On 02/04/14 06:10 PM, David C. Rankin wrote:
On 04/02/2014 04:44 AM, Neal Oakey wrote:
What do you think? Imho we should keep follow Debian here. Other
solutions would be to patch it back in or ship a separate optional package; though that might be impossible for nss.
Greetings,
Pierre
I usually agree with Pierre, but in this case "Why would we just want to follow Deb?" Why not continue to provide CAcert with the info in this thread provided as a proviso. No authority is perfect and dropping CAcert seems like a knee-jerk response that accomplishes little for Arch or the users.
If CAcert is hacked due to sloppy coding, then Arch users would all be vulnerable to man-in-the-middle attacks using certificates signed by the stolen private key.

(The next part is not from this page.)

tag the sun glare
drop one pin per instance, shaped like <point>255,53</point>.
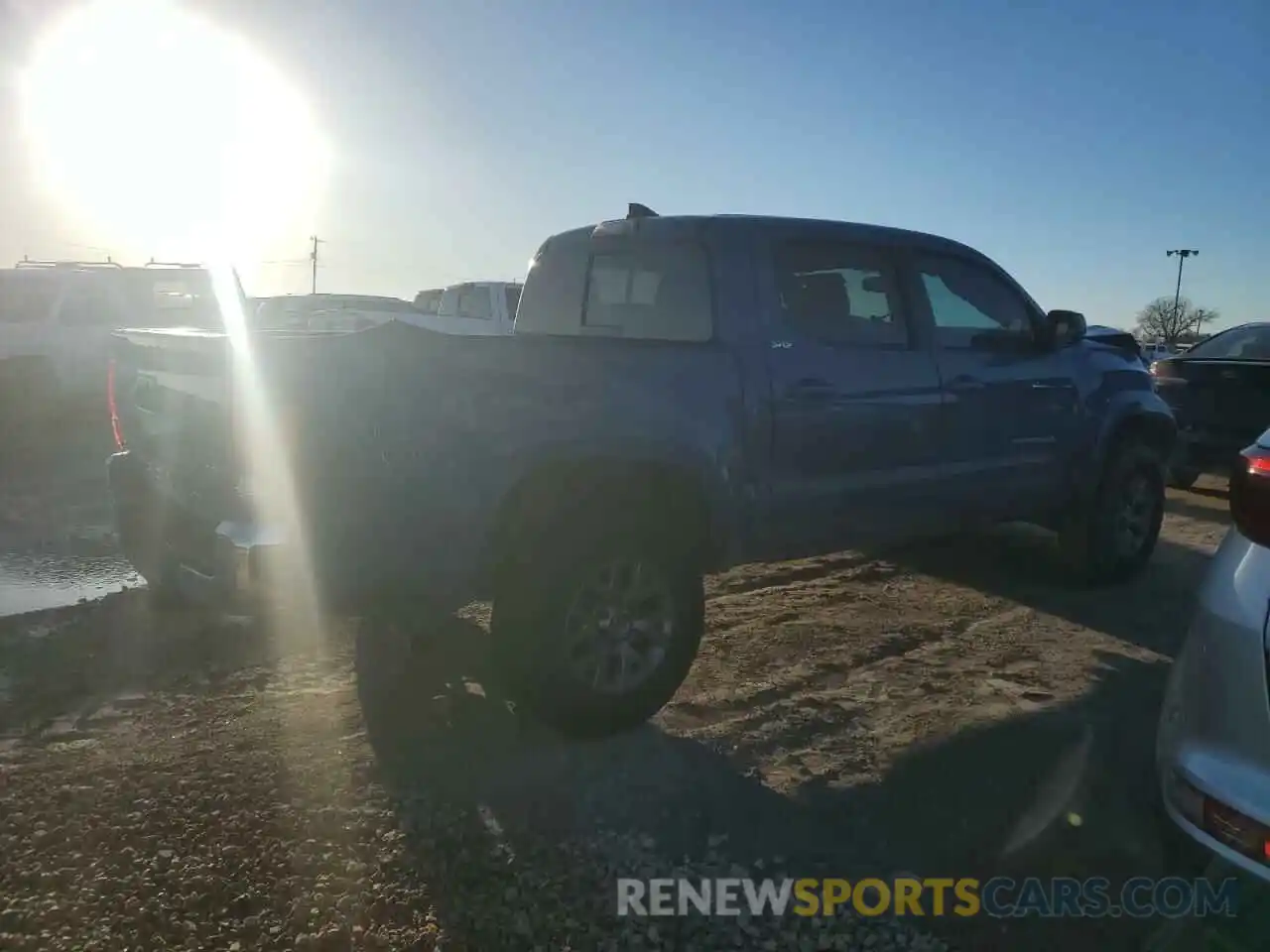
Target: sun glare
<point>160,130</point>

The certificate authority system is far from perfect, but the ones Mozilla includes need to perform regular audits, etc. CAcert doesn't meet their standards.
What would replace that dependency for curl and qt4, or would the functionality just be lost?
ca-certificates provides the trusted certificate authorities, and it is now simply shipping the upstream Mozilla certificate authorities. CAcert was just one of the certificate authorities, and *not* one of the ones trusted by Mozilla. Debian/Mozilla are the upstream here, and neither wants to include CAcert.